Dev-dependencies may not even be present in the normalized Cargo.toml. For example if you are using a path for a dev-dependency without also specifying a version. Then it gets omitted entirely when building the package.
I am sympathetic to your plight. As package maintainer for Rust crates in Fedora Linux, we often encounter the same issues while reviewing crate contents, and also file pull requests to exclude problematic files from published crates.
Big however: In my experience, the inverse problem happens much more frequently, i.e. not enough files are included in published crates for what we need - and I fear that including fewer files by default would exacerbate this issue.
The most frequent problem is that license texts - especially for licenses where including the license text is mandatory - are missing, which is a hard blocker for packaging purposes. It appears that there are multiple open RFCs for cargo that could improve this situation with better Cargo.toml metadata or cargo behaviour (cargo#5933, cargo#16666, cargo#16893, cargo#12053, cargo#9972, etc.), some of which are three Editions old ![]()

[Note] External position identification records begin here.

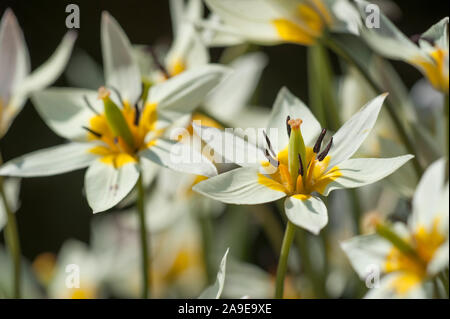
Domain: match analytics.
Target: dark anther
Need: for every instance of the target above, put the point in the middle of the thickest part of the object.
(271, 160)
(137, 114)
(158, 64)
(417, 37)
(98, 135)
(89, 105)
(269, 145)
(119, 96)
(300, 169)
(288, 127)
(316, 148)
(325, 151)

The second most frequent issue is that published crates don't contain input files for tests. We run cargo test during packaging (where possible) to make sure we don't ship software that is completely broken. I understand that test input files that are larger than a few kilobytes get excluded from published crates by most developers - this is a reasonable decision. However, it currently appears to be "best practice" (or at the very least, "usual practice") to extensively use include_bytes! or include_str! macros in test code to include that test data into tests, which means running cargo test fails to compile (due to missing input files) instead of failing the test at runtime. Tests that harmlessly fail at runtime are easy to deal with (cargo test -- --skip test::name), but if cargo test fails-fast because the tests fail to compile that's much more annoying to deal with.
In both cases, I fear that the proposal here (include fewer files by default) would make things worse, while only having a small positive effect in most other circumstances.
Tangential to the rest of the thread, but I think that this should be considered poor practice. It has several disadvantages:
- Fails compilation if the file is missing, as you note.
- Requires recompilation whenever the file contents change. (Only relevant when working on that specific test.)
- Passes the entire file contents through rustc and the linker, which is unnecessary effort and puts copies of the file in intermediate artifacts and the binary. (Only relevant if the file is large.)
I expect that the main reasons people use include_bytes! are that it is very convenient: it is concise, available with zero imports, and takes a file-relative path. It's also "more statically checked" in that it is guaranteed not to fail at run time — but that creates a packaging hazard, as you have seen.
I disagree. We use include_bytes! pretty extensively in RustCrypto by encoding KATs into a custom binary format, including the resulting blob, and parsing it at compile time (see the blobby crate).
What do you propose to use instead? Keep thousands of KAT lines as part of source code? Or use file IO to read KATs at runtime? We want to have compact tests, keep the compile time checks (e.g. that the blobs have expected format) and to be able to execute tests on no_std targets (with some minor tweaking).
Now, I agree that excluding only blobs and thus breaking tests is not correct and should be discouraged. For example, in cmac we exclude both "large" blob and module which uses it.
This is a strong reason to use include_bytes!(). But most projects do not support running tests outside the host environment at all. I’m not saying that include_bytes!() should always be avoided; rather, that it has significant disadvantages and should be used thoughtfully rather than for all test data.